In June, when pressed on the matter by Senator Bernie Sanders, the Treasury secretary argued that Trump was not responsible for the language in the Republican party platform and remained opposed to breaking up the big banks. He added, “We think that that would hurt the economy, that would ruin liquidity in the market. What we are focused on is safe and prudent regulation for the large banks so we don’t have taxpayer risk.” 

In other words, this is a man who has a real sense of the opportunity that’s embedded in this moment — for the large banks and their CEOs to make a bundle of money — but no appropriate sense of the risks involved or fear for a future in which he and his president might find themselves bailing out such banks, 2008-style. 

Lessons unlearned? If that isn’t the Trump administration, what is?

Threatening the Market

Mnuchin may have little grasp of what constitutes real risk, but he can still make threats about it. In an October interview with Politico Money, he credited the stock market’s postelection rally to positive expectations that Congress would pass a major tax “reform” bill.  If that bill doesn’t go through, he warned, the markets will suffer big time — and so will everyone else.

Coming from a Goldman Sachs alum, that should have rung a few bells.

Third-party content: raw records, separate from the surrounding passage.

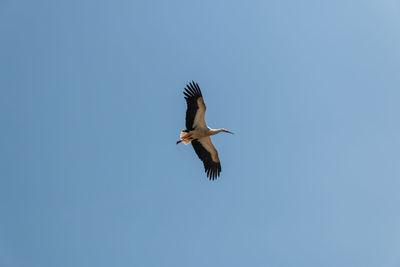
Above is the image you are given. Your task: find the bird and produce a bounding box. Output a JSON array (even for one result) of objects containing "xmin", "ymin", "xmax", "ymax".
[{"xmin": 176, "ymin": 81, "xmax": 233, "ymax": 180}]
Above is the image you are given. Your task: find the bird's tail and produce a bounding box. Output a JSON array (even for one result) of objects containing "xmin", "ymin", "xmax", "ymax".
[{"xmin": 179, "ymin": 130, "xmax": 192, "ymax": 145}]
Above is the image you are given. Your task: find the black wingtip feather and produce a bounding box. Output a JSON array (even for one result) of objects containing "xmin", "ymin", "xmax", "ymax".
[{"xmin": 192, "ymin": 140, "xmax": 221, "ymax": 180}]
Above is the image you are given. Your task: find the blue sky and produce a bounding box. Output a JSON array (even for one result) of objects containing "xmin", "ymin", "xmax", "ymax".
[{"xmin": 0, "ymin": 0, "xmax": 400, "ymax": 267}]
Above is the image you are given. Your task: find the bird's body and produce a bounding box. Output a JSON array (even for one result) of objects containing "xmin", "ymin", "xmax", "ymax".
[{"xmin": 176, "ymin": 81, "xmax": 231, "ymax": 180}]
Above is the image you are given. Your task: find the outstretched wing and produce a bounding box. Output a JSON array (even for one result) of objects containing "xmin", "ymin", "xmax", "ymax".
[
  {"xmin": 192, "ymin": 136, "xmax": 221, "ymax": 180},
  {"xmin": 183, "ymin": 81, "xmax": 206, "ymax": 131}
]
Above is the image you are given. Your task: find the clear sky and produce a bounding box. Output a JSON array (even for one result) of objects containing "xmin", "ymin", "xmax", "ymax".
[{"xmin": 0, "ymin": 0, "xmax": 400, "ymax": 267}]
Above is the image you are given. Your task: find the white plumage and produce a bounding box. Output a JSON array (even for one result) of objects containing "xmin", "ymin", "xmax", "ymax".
[{"xmin": 176, "ymin": 81, "xmax": 233, "ymax": 180}]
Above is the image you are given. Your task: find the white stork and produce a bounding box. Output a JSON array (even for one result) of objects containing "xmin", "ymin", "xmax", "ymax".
[{"xmin": 176, "ymin": 81, "xmax": 233, "ymax": 180}]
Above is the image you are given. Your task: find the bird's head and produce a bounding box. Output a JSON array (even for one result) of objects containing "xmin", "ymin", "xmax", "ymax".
[{"xmin": 222, "ymin": 128, "xmax": 233, "ymax": 134}]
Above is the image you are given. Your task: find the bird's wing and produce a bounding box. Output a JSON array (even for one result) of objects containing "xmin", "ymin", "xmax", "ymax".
[
  {"xmin": 183, "ymin": 81, "xmax": 206, "ymax": 131},
  {"xmin": 192, "ymin": 136, "xmax": 221, "ymax": 180}
]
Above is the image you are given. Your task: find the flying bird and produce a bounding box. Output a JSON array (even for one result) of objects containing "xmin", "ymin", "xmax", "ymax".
[{"xmin": 176, "ymin": 81, "xmax": 233, "ymax": 180}]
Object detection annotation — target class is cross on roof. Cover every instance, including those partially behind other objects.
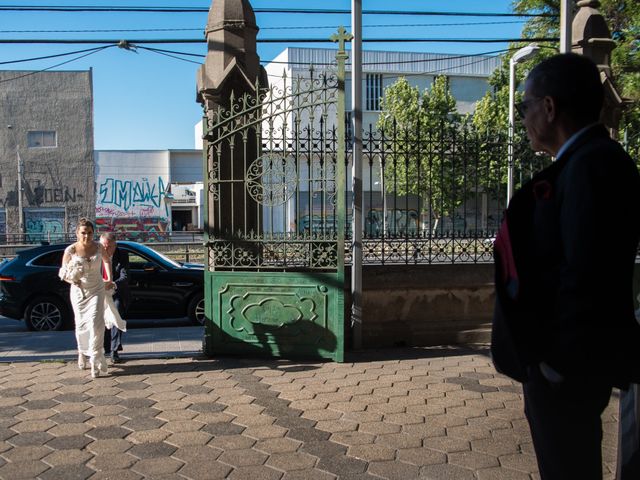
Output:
[329,25,353,52]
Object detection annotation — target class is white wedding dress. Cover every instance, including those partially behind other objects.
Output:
[65,244,107,377]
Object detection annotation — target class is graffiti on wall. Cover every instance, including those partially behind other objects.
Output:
[96,176,170,241]
[96,217,168,242]
[98,177,169,215]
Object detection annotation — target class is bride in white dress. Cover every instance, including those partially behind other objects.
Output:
[60,218,113,378]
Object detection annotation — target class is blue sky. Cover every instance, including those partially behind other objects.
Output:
[0,0,522,150]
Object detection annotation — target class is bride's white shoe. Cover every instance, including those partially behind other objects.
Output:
[78,353,87,370]
[91,356,108,378]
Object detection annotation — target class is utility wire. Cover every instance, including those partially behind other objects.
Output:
[138,46,510,66]
[0,45,115,83]
[0,37,558,44]
[136,45,201,65]
[0,5,557,17]
[0,45,113,65]
[0,20,525,33]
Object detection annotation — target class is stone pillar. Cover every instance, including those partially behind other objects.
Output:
[197,0,267,237]
[572,0,624,137]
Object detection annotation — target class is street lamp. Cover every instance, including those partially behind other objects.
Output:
[507,43,540,205]
[7,125,24,235]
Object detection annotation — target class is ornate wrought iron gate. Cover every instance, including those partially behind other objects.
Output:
[205,29,348,361]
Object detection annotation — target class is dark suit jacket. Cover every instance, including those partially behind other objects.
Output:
[111,247,131,315]
[491,125,640,387]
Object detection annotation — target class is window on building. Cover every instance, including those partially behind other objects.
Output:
[344,112,353,143]
[27,130,58,148]
[366,73,382,111]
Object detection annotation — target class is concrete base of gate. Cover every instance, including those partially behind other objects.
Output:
[345,263,640,348]
[345,264,495,348]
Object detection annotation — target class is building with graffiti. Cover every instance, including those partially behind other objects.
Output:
[0,70,96,242]
[95,150,202,241]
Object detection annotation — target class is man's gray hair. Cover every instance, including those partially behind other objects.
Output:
[100,232,116,242]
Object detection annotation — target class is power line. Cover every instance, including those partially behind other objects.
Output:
[0,5,557,18]
[132,46,517,66]
[0,45,115,83]
[0,45,113,65]
[0,37,558,44]
[0,20,524,33]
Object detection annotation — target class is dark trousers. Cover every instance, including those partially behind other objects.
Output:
[104,295,124,355]
[616,383,640,480]
[523,368,611,480]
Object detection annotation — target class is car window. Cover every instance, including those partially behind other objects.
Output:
[31,250,64,267]
[125,250,161,270]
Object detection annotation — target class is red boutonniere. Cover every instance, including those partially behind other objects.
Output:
[533,180,553,200]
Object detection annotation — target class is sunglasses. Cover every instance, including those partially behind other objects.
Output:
[515,97,542,120]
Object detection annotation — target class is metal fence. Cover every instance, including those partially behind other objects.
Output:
[352,122,551,264]
[0,122,640,266]
[0,230,202,245]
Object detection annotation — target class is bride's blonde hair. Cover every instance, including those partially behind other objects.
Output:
[76,217,95,232]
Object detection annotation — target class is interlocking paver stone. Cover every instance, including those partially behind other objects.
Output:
[87,438,133,455]
[0,349,618,480]
[267,452,318,472]
[180,460,233,480]
[47,435,92,450]
[165,431,212,447]
[42,449,93,467]
[88,453,138,471]
[38,464,95,480]
[367,461,420,480]
[2,446,51,463]
[128,442,176,459]
[0,460,49,480]
[131,456,184,478]
[7,432,54,447]
[209,435,256,451]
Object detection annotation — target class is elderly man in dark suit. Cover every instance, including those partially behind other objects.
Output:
[100,232,131,363]
[492,54,640,480]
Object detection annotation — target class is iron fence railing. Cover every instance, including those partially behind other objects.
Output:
[347,121,551,264]
[0,230,202,245]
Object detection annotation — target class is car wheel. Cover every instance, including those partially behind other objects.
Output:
[188,295,205,325]
[24,297,67,332]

After all, in the fall of 2008, with the stock market tanking and banks imploding, then-Treasury Secretary and former Goldman Sachs CEO Hank Paulson took a similar position with House Speaker Nancy Pelosi. Following that chamber’s initial rejection of a $700 billion bank bailout bill that sent the markets into a tailspin, he warned that, if she didn’t get it through, the big banks would stop providing money to the American public.  Sure enough, Congress complied. With 91 Republicans joining 172 Democrats, the bill passed by a vote of 263 to 171.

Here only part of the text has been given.